Over the years, through their exchange of letters, photos and gifts, Kent and Sarah watched Diep grow from a little girl struggling with the challenges of poverty into a confident, relentlessly positive young woman. When Diep wrote that it would be a dream come true to meet them, the Sweitzers decided it was high time to pack their bags and take yet another trip halfway around the world.

And what a trip it was! Kent and Sarah visited the ChildFund Vietnam office in Hanoi before heading out to the rural village where Diep lives. There, they got to meet Diep and her family, share a meal and watch her play rugby on her team with Pass It Back, a ChildFund program that teaches life skills through sports.

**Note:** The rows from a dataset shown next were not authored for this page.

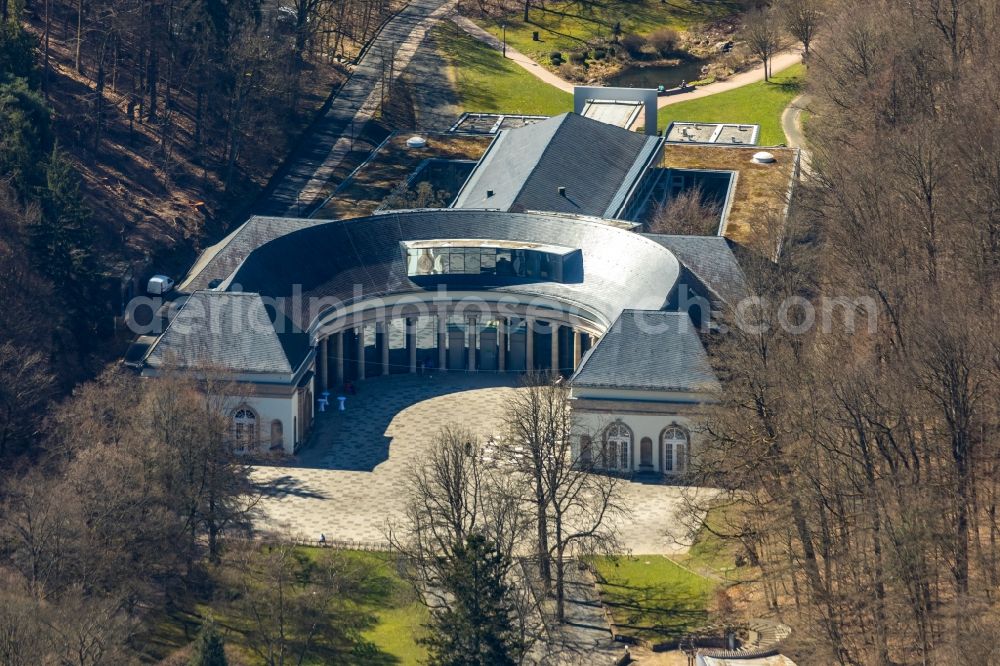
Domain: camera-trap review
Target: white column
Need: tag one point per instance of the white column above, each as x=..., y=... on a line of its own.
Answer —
x=361, y=351
x=384, y=328
x=339, y=351
x=529, y=344
x=554, y=327
x=442, y=341
x=577, y=348
x=502, y=344
x=323, y=367
x=472, y=344
x=411, y=341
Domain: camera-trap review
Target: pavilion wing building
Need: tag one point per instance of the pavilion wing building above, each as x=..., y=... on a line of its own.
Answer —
x=536, y=267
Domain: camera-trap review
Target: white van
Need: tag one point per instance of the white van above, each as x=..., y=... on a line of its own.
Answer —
x=159, y=284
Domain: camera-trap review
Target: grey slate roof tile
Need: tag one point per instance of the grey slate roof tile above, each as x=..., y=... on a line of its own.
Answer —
x=231, y=331
x=711, y=260
x=648, y=350
x=249, y=236
x=597, y=163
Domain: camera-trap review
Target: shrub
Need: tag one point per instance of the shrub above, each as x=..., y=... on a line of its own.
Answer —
x=633, y=44
x=209, y=649
x=664, y=41
x=571, y=72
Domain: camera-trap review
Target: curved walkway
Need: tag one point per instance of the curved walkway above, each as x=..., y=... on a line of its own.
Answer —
x=305, y=179
x=781, y=62
x=791, y=123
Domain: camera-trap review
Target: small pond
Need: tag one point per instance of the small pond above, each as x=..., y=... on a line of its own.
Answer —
x=668, y=76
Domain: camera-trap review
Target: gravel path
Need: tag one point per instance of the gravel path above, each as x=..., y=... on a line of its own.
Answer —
x=305, y=180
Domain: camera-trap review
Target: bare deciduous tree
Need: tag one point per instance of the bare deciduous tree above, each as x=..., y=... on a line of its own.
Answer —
x=802, y=19
x=575, y=508
x=762, y=33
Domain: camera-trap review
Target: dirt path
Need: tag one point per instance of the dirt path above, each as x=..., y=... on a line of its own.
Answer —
x=524, y=61
x=781, y=62
x=791, y=123
x=308, y=173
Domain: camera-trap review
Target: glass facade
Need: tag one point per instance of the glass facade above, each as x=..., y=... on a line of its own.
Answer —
x=484, y=261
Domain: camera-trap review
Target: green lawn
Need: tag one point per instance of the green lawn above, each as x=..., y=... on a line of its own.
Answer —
x=488, y=83
x=652, y=597
x=758, y=103
x=568, y=25
x=393, y=616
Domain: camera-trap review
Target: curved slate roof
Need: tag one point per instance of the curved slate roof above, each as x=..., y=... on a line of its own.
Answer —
x=220, y=260
x=597, y=163
x=711, y=260
x=655, y=351
x=334, y=260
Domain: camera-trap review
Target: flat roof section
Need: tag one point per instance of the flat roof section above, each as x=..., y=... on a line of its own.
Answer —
x=761, y=193
x=491, y=123
x=731, y=134
x=612, y=112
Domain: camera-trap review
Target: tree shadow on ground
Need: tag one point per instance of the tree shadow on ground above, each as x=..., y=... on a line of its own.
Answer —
x=286, y=486
x=654, y=610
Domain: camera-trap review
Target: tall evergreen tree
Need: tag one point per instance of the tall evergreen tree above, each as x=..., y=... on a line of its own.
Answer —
x=209, y=648
x=25, y=136
x=477, y=628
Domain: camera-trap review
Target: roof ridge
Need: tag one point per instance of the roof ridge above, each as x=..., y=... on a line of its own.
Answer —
x=545, y=150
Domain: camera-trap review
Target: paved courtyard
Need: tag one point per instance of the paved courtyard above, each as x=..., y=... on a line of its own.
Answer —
x=349, y=480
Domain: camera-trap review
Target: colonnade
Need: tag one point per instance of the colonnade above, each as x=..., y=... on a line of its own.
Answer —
x=481, y=349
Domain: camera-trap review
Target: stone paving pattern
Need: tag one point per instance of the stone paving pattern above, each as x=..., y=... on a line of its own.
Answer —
x=350, y=478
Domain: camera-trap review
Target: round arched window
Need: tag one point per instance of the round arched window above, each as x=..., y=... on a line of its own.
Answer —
x=244, y=427
x=674, y=445
x=617, y=444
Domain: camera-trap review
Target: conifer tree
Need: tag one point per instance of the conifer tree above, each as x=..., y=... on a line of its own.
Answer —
x=209, y=648
x=477, y=627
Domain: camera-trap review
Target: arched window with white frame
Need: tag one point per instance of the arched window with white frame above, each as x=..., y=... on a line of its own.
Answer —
x=244, y=428
x=617, y=446
x=674, y=445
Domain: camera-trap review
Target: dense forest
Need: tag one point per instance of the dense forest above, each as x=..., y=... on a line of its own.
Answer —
x=864, y=460
x=132, y=132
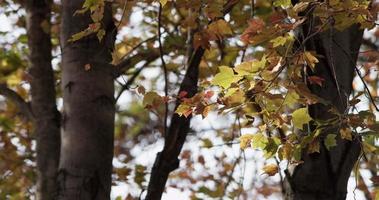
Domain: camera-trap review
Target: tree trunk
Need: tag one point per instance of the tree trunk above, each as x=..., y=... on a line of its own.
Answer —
x=47, y=118
x=88, y=118
x=325, y=175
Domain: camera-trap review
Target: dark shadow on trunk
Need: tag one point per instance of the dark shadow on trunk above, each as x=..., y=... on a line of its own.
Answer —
x=88, y=117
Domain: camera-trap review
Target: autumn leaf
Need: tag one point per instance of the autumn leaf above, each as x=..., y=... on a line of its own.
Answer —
x=249, y=68
x=141, y=90
x=270, y=169
x=283, y=3
x=182, y=94
x=310, y=59
x=316, y=80
x=330, y=141
x=346, y=133
x=87, y=67
x=245, y=140
x=163, y=2
x=300, y=117
x=184, y=109
x=225, y=77
x=281, y=40
x=314, y=146
x=255, y=26
x=150, y=98
x=219, y=30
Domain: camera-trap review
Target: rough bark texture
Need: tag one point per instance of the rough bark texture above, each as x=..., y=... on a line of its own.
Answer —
x=325, y=175
x=88, y=118
x=47, y=118
x=167, y=160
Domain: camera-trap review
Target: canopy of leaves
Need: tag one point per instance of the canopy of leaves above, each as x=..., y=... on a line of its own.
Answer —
x=252, y=92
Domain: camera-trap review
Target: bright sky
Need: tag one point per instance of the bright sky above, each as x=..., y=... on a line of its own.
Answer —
x=147, y=156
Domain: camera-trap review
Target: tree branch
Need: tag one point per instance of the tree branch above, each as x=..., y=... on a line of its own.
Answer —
x=21, y=104
x=125, y=65
x=167, y=160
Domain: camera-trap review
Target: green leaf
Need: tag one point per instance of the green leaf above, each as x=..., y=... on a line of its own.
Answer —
x=184, y=109
x=259, y=141
x=245, y=140
x=300, y=117
x=330, y=141
x=271, y=169
x=225, y=77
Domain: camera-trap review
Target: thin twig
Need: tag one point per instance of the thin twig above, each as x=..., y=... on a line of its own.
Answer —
x=21, y=104
x=163, y=66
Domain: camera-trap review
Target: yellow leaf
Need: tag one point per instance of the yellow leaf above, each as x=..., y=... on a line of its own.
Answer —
x=346, y=134
x=245, y=140
x=270, y=169
x=184, y=109
x=314, y=146
x=219, y=29
x=281, y=40
x=225, y=77
x=249, y=68
x=163, y=2
x=150, y=97
x=310, y=59
x=300, y=117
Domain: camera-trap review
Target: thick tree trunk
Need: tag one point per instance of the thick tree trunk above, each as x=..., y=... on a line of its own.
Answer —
x=88, y=118
x=325, y=175
x=47, y=118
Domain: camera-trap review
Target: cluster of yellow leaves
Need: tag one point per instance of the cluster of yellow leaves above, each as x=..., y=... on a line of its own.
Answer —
x=96, y=8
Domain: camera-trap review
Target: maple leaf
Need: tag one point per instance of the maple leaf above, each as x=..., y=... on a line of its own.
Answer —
x=330, y=141
x=270, y=169
x=219, y=30
x=300, y=117
x=245, y=140
x=201, y=39
x=225, y=77
x=255, y=26
x=346, y=134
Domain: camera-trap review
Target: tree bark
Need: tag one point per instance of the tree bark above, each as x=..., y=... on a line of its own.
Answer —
x=88, y=118
x=325, y=175
x=46, y=116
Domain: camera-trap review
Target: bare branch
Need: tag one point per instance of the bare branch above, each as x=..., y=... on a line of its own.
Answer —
x=167, y=160
x=125, y=65
x=21, y=104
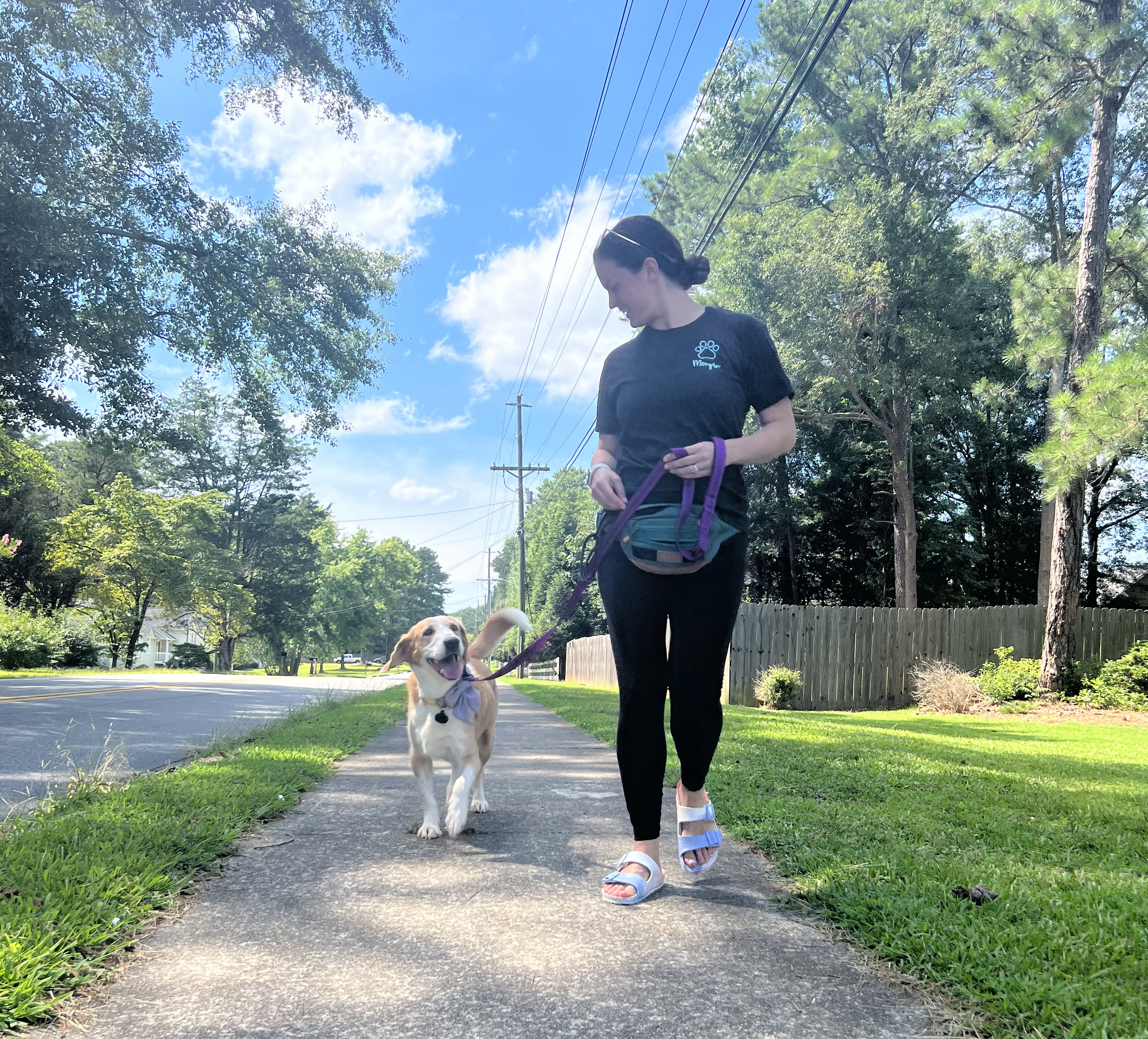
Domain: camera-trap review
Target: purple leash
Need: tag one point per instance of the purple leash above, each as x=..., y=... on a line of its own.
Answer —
x=709, y=505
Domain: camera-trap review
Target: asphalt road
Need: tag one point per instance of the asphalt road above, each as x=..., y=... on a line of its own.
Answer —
x=49, y=727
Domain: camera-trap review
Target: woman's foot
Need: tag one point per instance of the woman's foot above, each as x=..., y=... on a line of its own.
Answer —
x=695, y=799
x=649, y=848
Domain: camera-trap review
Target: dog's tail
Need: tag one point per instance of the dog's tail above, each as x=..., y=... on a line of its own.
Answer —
x=495, y=631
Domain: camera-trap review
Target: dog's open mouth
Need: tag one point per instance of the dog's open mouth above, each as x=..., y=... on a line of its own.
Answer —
x=449, y=667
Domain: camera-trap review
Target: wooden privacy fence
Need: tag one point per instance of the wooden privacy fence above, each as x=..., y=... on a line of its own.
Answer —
x=544, y=671
x=857, y=658
x=590, y=662
x=863, y=658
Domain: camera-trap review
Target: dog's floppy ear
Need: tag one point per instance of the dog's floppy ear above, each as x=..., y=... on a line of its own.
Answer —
x=401, y=654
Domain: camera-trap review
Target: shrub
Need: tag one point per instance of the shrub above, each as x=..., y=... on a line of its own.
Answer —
x=79, y=646
x=777, y=688
x=1079, y=674
x=190, y=655
x=943, y=688
x=1122, y=685
x=27, y=640
x=1005, y=679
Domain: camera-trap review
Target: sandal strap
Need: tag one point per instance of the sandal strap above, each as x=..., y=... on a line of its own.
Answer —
x=703, y=814
x=692, y=842
x=631, y=880
x=641, y=859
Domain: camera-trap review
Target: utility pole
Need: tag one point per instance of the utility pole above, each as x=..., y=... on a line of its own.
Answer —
x=522, y=471
x=489, y=583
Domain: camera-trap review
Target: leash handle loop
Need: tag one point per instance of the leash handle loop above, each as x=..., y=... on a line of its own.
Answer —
x=616, y=531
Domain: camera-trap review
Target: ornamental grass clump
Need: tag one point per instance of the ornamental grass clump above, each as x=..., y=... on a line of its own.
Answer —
x=777, y=688
x=1122, y=685
x=1005, y=679
x=942, y=688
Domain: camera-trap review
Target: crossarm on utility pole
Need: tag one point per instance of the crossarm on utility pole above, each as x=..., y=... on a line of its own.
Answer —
x=520, y=471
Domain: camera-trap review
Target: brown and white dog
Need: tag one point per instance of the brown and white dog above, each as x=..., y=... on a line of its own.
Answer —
x=439, y=652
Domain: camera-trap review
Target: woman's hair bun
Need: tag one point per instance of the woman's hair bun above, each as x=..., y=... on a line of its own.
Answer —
x=696, y=269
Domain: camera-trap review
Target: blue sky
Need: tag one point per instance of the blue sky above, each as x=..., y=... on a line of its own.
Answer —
x=471, y=170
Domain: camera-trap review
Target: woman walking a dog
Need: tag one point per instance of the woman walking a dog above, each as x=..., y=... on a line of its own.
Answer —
x=687, y=379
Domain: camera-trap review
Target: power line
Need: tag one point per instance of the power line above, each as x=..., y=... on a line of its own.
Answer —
x=627, y=9
x=752, y=133
x=377, y=520
x=738, y=20
x=735, y=190
x=629, y=162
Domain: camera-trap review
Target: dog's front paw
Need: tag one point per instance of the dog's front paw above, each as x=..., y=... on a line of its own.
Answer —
x=456, y=821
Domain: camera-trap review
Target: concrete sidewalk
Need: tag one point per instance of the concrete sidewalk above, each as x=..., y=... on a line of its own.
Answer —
x=357, y=928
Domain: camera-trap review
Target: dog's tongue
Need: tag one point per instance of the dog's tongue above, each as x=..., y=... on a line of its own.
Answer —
x=450, y=670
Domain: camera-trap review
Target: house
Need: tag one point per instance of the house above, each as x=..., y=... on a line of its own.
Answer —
x=1134, y=595
x=159, y=638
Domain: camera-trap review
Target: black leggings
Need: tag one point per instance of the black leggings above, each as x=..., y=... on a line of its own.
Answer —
x=702, y=609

The sponsorship journey: an opportunity for 'ripple effects' 

“ChildFund keeps their mission focused on making the lives of children better by building self-esteem, fostering teamwork and improving health and education,” Kent says. “Having the opportunity to see firsthand how they partner with communities gave us the incentive to provide a gift beyond sponsorship.” After returning home, the Sweitzers made a generous $10,000 donation to ChildFund to support programs in Vietnam.

“Life is so full, but often so short and fleeting,” Kent says. “And while there’s a never-ending need on this planet for funds to improve lives, there is a special need for those that assist children. The smallest positive changes in a child’s life can have ripple effects for our world that can be passed down to the next generations.”

Girl in Vietnam plays rugby outside.

Diep, 16, plays a game of rugby with her friends as part of ChildFund’s Pass It Back program.